Efectos secundarios de la toxina botulínica
Las complicaciones de la inyección de toxina botulínica son raras, leves y transitorias. Son dependientes de la dosis inyectada e incluyen:
- Hematomas en los puntos de inyección.
- Dolor de cabeza.
- Síntomas parecidos a los de la gripe.
- Sensación de tensión en el entrecejo.
- Párpados caídos de forma moderada por excesiva debilidad muscular.
Contraindicaciones
Las inyecciones de toxina botulínica no deben de ponerse en ningún concepto durante el embarazo, la lactancia o en pacientes con la enfermedad llamada miastenia gravis.
Hay que informar al médico si se está tomando algún antibiótico o si se tiene algún problema neurológico o muscular.
Tampoco se recomienda administrarlo a pacientes con antecedentes de dificultad para tragar.
¿Qué médicos pueden realizar este tratamiento?
La inyección de toxina botulínica solo puede ser realizada por cirujanos maxilofaciales, plásticos o médicos especialistas en medicina estética con el equipamiento necesario.
¿Se puede combinar toxina botulínica con otros tratamientos estéticos?
La toxina botulínica potencia y complementa otros tratamientos estéticos como pueden ser los rellenos faciales, los peelings químicos o la microdermoabrasiaón.

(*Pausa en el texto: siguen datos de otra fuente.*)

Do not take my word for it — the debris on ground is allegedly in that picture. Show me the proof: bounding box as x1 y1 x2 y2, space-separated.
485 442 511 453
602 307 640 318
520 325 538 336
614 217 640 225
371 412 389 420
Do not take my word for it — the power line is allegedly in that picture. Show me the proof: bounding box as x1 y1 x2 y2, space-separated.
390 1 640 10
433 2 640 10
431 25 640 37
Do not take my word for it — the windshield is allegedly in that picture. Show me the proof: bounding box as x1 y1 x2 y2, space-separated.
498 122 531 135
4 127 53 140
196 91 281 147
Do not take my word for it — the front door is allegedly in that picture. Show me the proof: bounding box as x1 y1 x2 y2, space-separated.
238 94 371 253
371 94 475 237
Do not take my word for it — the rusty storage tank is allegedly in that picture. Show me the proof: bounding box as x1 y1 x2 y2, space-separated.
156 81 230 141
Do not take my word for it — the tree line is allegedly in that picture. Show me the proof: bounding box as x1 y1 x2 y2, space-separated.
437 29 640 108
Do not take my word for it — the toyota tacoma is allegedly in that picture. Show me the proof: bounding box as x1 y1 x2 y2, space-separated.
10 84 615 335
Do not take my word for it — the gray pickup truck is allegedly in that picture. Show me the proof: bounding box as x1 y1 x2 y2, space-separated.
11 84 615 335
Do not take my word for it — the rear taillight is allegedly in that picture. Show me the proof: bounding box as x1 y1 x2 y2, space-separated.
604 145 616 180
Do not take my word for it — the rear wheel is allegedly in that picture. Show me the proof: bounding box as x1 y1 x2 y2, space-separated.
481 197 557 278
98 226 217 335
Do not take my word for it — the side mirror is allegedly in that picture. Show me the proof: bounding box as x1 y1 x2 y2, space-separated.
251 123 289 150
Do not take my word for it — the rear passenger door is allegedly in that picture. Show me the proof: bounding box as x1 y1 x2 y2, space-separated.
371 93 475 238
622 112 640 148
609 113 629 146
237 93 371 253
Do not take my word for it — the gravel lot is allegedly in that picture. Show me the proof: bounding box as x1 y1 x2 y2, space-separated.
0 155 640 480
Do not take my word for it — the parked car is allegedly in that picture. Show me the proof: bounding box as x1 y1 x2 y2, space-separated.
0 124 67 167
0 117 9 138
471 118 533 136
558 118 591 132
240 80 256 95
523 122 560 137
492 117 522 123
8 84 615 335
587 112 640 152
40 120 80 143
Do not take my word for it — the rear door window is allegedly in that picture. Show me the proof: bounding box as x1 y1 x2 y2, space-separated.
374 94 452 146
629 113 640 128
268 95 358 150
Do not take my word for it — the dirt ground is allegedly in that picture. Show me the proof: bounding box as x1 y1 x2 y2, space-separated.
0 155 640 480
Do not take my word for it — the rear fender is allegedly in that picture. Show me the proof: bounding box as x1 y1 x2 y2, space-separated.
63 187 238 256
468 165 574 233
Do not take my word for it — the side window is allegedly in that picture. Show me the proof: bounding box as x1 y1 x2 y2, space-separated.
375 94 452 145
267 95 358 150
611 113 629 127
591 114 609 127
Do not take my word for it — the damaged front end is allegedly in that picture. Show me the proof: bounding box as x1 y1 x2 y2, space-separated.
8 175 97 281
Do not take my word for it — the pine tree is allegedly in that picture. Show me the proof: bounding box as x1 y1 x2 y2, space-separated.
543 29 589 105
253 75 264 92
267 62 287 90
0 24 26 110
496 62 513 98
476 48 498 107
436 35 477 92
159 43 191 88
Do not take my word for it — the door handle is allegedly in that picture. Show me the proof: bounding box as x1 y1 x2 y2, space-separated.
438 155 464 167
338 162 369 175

Otras aplicaciones de la toxina botulínica
La toxina botulínica se puede usar en más situaciones, incluso contra enfermedades. Se incluyen:
- Distonías o movimientos musculares anormales.
- Blefarospasmo. Contracción persistente de la musculatura de alrededor de los ojos.
- Estrabismo.
- Espasticidad o rigidez, como en pacientes que hayan sufrido un ictus.
- Incontinencia urinaria en parapléjicos.
- Hiperdrosis. Sudoración excesiva.
- Sialorrea. Producción de saliva excesiva.